Reliance was placed in this connection upon
the decision of their Lordships of the Judicial Committee in Mirza Akbar v. The
King Emperor.(1). But that decision is itself an answer to the (1) (1940) L.R.
67 I.A. 336.
1147 contention raised. The payment was made,
and the statement that it was being made with a view to hushing up the case
against the second appellant is a part of the same transaction, that is to say,
the statement accompanied the act of payment of the bribe. Hence, it cannot be
said that the statement was made after the object of the conspiracy had already
been accomplished. The object of the conspiracy was the hushing up of the
criminal case against the second appellant by bribing the public servant who
was in charge of the investigation of the case. The object of the conspiracy
was yet far from being accomplished when the statement in question was made.
The leading case on the subject is that of R. v.

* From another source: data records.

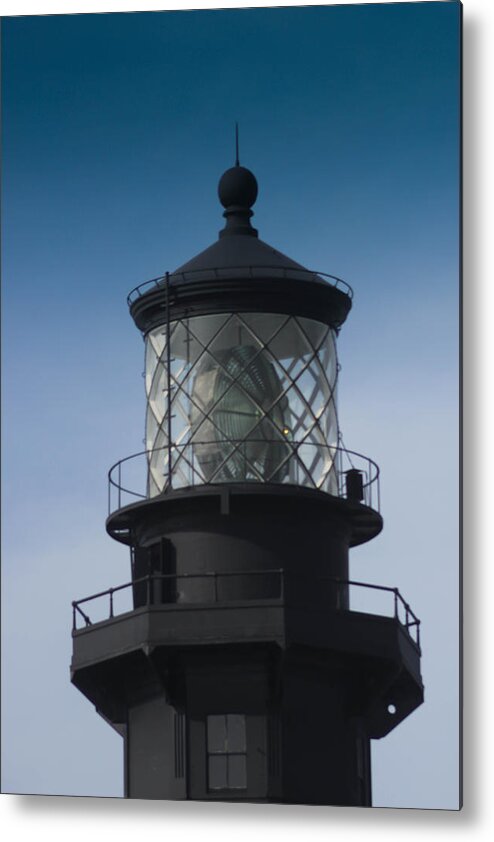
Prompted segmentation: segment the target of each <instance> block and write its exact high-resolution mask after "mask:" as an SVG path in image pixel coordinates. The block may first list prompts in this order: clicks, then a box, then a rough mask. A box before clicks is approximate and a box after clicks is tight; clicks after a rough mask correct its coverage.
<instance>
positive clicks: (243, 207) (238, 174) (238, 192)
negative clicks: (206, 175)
mask: <svg viewBox="0 0 494 842" xmlns="http://www.w3.org/2000/svg"><path fill="white" fill-rule="evenodd" d="M218 196H219V199H220V202H221V204H222V205H223V207H224V208H231V207H237V208H250V207H252V205H253V204H254V202H255V201H256V199H257V181H256V177H255V175H254V174H253V173H251V171H250V170H248V169H246V167H240V166H236V167H231V169H229V170H227V171H226V172H224V173H223V175H222V176H221V178H220V183H219V184H218Z"/></svg>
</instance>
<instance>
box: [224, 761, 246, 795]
mask: <svg viewBox="0 0 494 842" xmlns="http://www.w3.org/2000/svg"><path fill="white" fill-rule="evenodd" d="M226 757H227V759H228V789H246V788H247V758H246V756H245V754H228V755H226Z"/></svg>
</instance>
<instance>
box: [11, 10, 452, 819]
mask: <svg viewBox="0 0 494 842" xmlns="http://www.w3.org/2000/svg"><path fill="white" fill-rule="evenodd" d="M458 18H459V5H458V4H457V3H456V2H437V3H436V2H423V3H410V4H408V3H400V4H396V5H393V4H382V5H381V4H369V5H367V6H357V7H355V6H341V7H314V8H310V7H305V8H284V9H259V10H257V9H256V10H252V9H248V10H235V11H201V12H197V11H195V12H166V13H138V14H112V15H77V16H68V15H66V16H64V15H62V16H51V17H45V18H43V17H24V18H10V19H5V20H4V21H3V22H2V24H3V25H2V39H3V44H2V49H3V59H2V60H3V83H2V84H3V114H2V117H3V121H2V122H3V133H2V143H3V162H2V164H3V186H2V207H3V222H2V225H3V228H2V237H3V250H2V251H3V254H2V277H3V320H4V321H3V359H4V398H3V400H4V476H3V483H4V538H3V541H4V546H3V591H2V598H3V601H4V604H3V620H2V622H3V646H4V656H3V658H4V659H3V670H4V685H3V686H4V696H3V721H4V723H3V728H4V734H3V788H4V790H7V791H9V790H10V791H24V792H40V793H41V792H47V793H55V792H58V793H66V794H108V795H119V794H121V784H122V770H121V766H122V751H121V744H120V739H119V737H118V736H117V735H116V734H114V733H113V732H112V731H111V729H110V728H109V727H108V726H107V725H106V724H105V723H104V722H103V721H102V720H100V719H99V718H98V716H97V715H96V713H95V712H94V710H93V709H92V707H91V705H90V704H89V703H88V702H87V701H86V700H85V699H84V698H83V697H82V696H81V695H80V694H79V693H78V692H77V691H76V690H75V689H73V688H72V687H71V686H70V684H69V681H68V665H69V661H70V649H71V640H70V622H71V616H70V602H71V600H72V599H74V598H80V597H82V596H84V595H87V594H90V593H93V592H95V591H97V590H99V589H100V588H106V587H109V586H110V585H115V584H117V583H119V582H123V581H126V580H127V577H128V560H127V555H126V553H125V550H124V549H123V548H120V547H118V546H117V545H114V544H113V542H112V541H111V540H110V539H109V538H107V537H106V535H105V532H104V519H105V515H106V479H105V475H106V470H107V469H108V467H109V466H110V465H111V464H112V463H113V462H114V461H116V460H117V459H119V458H121V457H123V456H125V455H127V454H130V453H133V452H135V451H137V450H140V449H141V447H142V437H143V432H144V408H145V403H144V390H143V381H142V378H141V372H142V367H143V347H142V340H141V338H140V337H139V335H138V333H137V331H136V329H135V327H134V326H133V323H132V321H131V319H130V318H129V316H128V313H127V310H126V302H125V298H126V294H127V292H128V291H129V290H130V289H131V288H132V287H134V286H135V285H136V284H137V283H139V282H140V281H143V280H145V279H146V278H148V277H153V276H155V275H158V274H160V273H162V272H164V271H165V270H167V269H169V270H173V268H174V267H176V266H178V265H180V264H181V263H183V262H184V261H185V260H187V259H188V258H190V257H192V256H193V255H194V254H195V253H197V252H198V251H200V250H201V249H202V248H204V247H206V246H207V245H209V244H210V243H211V242H213V240H214V239H215V238H216V235H217V231H218V230H219V229H220V228H221V227H222V222H223V221H222V217H221V208H220V206H219V203H218V200H217V196H216V185H217V181H218V179H219V176H220V175H221V173H222V172H223V170H224V169H226V168H227V167H228V166H230V165H231V164H233V161H234V134H233V124H234V122H235V120H238V121H239V123H240V157H241V162H242V163H243V164H245V165H246V166H248V167H250V168H251V169H252V170H253V171H254V172H255V174H256V176H257V178H258V182H259V198H258V201H257V203H256V206H255V208H254V210H255V217H254V224H255V226H256V227H257V228H258V229H259V232H260V236H261V237H262V239H264V240H266V241H267V242H269V243H271V244H272V245H274V246H275V247H277V248H279V249H280V250H281V251H284V252H285V253H287V254H289V255H290V256H291V257H292V258H293V259H295V260H298V261H299V262H301V263H303V264H305V265H307V266H308V267H309V268H313V269H316V270H317V269H318V270H321V271H325V272H329V273H333V274H336V275H339V276H341V277H343V278H345V279H346V280H347V281H348V282H349V283H350V284H351V285H352V287H353V288H354V291H355V299H354V308H353V310H352V312H351V314H350V317H349V320H348V322H347V324H346V325H345V326H344V328H343V330H342V332H341V336H340V340H339V355H340V362H341V364H342V371H341V375H340V390H339V415H340V423H341V426H342V430H343V435H344V439H345V443H346V446H347V447H349V448H351V449H353V450H357V451H360V452H362V453H365V454H367V455H369V456H370V457H372V458H373V459H375V460H376V461H377V462H378V463H379V465H380V467H381V472H382V481H381V492H382V513H383V516H384V520H385V528H384V531H383V533H382V535H381V536H380V537H379V538H378V539H376V540H375V541H373V542H371V544H369V545H367V546H365V547H362V548H358V549H356V550H355V551H354V552H353V555H352V561H351V570H352V575H353V576H354V577H355V578H357V579H363V580H365V581H372V582H376V583H380V584H388V585H392V586H394V585H398V586H399V587H400V590H401V591H402V592H403V593H404V595H405V596H406V597H407V598H408V600H409V601H410V603H411V605H412V607H413V608H414V609H415V610H416V611H417V613H418V614H419V616H420V617H421V618H422V620H423V650H424V655H423V677H424V682H425V685H426V704H424V706H423V707H422V708H420V709H419V710H418V711H416V712H415V713H414V714H413V715H412V716H411V717H410V718H409V719H408V720H407V721H406V722H404V723H403V724H402V725H401V726H400V727H398V728H397V729H396V731H395V732H393V733H392V734H391V735H390V736H389V737H387V738H386V739H385V740H382V741H380V742H379V743H375V744H374V747H373V789H374V803H375V804H380V805H387V806H417V807H422V806H423V807H455V806H456V804H457V791H458V784H457V782H458V713H457V686H458V685H457V681H458V678H457V673H458V623H457V618H458V589H457V582H458V522H457V521H458V518H457V501H458V488H457V452H458V445H457V441H458V438H457V437H458V409H457V407H458V385H457V380H458V374H457V371H458V342H457V335H458V216H459V208H458V159H459V135H458V121H459V113H458V72H459V69H458ZM33 697H34V699H35V700H36V701H35V704H33V702H34V699H33ZM96 753H97V755H98V764H97V769H95V764H94V757H95V754H96Z"/></svg>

Blake (1). That decision is an
authority both for the positive and the negative aspects of the question. It
lays down what is admissible and what is not admissible. It held that the
documents actually used in effectuating the objects of the conspiracy, were
admissible, and that those documents which had been created by one of the
conspirators after the object of the conspiracy had been achieved, were not
admissible. section 10 of the Indian Evidence Act is on the same lines. It is
manifest that the statement in question in the present case was made by the
first appellant in the course of the conspiracy, and accompanied the act of the
payment of the money, and is clearly covered by the provisions of s. 10, quoted
above. It must, therefore, be held that there is no substance in the only
question of law raised in this appeal. It is, accordingly, dismissed.
Appeal dismissed.
(1) (1844) 6 Q.B. 126 ; 115 E.R. 49.